Doorstop - Parliament House
Penny Wong, Foreign Minister: Can I first congratulate Liz Truss on being elected leader of the Conservative Party and effectively the Prime Minister of the United Kingdom. We look forward to working with her – I had the opportunity to speak to Liz at the G20, I appreciated that. I appreciated also her early call to us after we won the election and Australia very much appreciates her public indication she wants to work closely with Australia and other partners. Happy to take questions.
Journalist: Ah Penny, I'm actually Vanessa Gorman doing a story on David Pocock for Australian Story next week. How do you think he's going in the Senate?

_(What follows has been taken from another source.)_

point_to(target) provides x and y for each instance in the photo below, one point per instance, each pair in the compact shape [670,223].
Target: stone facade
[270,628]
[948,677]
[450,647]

Foreign Minister: Oh look, he’s a very decent man, I though his first speech was excellent and he’s been really decent to deal with. So, I look forward to working with him.
Journalist: Oh sorry – just with the climate change bill going through the Senate.
Foreign Minister: It hasn't gone through yet.
Journalist: Hasn’t gone through yet.
Foreign Minister: No, it hasn't gone through because the Coalition has been filibustering on another piece of legislation and demonstrating yet again that they really don't want to do the right thing on climate. I look forward to them deciding that they might actually want to start debating the bill. Otherwise, we will know yet again that Matt Canavan and the Nationals are in charge of their climate policy and we've seen this movie before in the last nine years.
Journalist: We have, we have. I mean, just a last question on that and I'll go over to my colleagues, but the Lambie, Tyrrell and Pocock are asking for a few amendments. Is that something that the government is going to…
Foreign Minister: Well look, I'm going to leave it to Chris Bowen to deal with the outcome of those discussions. I would say to those senators, Pocock, Lambie and Tyrrell, thank you for your willingness to engage on this. I think the Australian people in the last election, they turned. They've had enough of the climate wars and they want a framework that we can afford. The skyrocketing cost of energy is an example
of the cost of the political uncertainty resulting from the Coalition's division of nearly a decade.
Journalist: We have seen a confirmation that Prime Minister Sogavare will be visiting Australia. How are relations going with the Solomon Islands considering the pact that they signed with China? Have things sort of been moving in the right direction there?
Foreign Minister: Well, we welcome the Prime Minister’s visit. We welcome his assurance given to the Prime Minister, to me and publicly that Australia remains the security partner of choice. We are of the view –Australia is of the view, that security is best provided by the Pacific family, of which we are a part.
Journalist: Minister, I believe there's been a couple of senators who will be moving motions, disallowance motions around the $18 million which was given to the Governor-General’s Foundation. Can you tell me anything about that? About what Labor might do with that?
Foreign Minister: I'm not clear about where that's at, in terms of the Senate. Obviously we asked some questions about that in estimates.
Journalist: More on the Solomons, apologies if this one's already been asked. But where are we at with the ship blockade? The so – so called ship blockade.
Foreign Minister: Let's be careful in our use of language. I don't think that's an accurate reflection. I think there has been an indication from Solomon Islands that obviously that they are making decisions about ship visits and we look forward to Australia and Australian ships continuing to visit. And I understand from public reports – that will continue.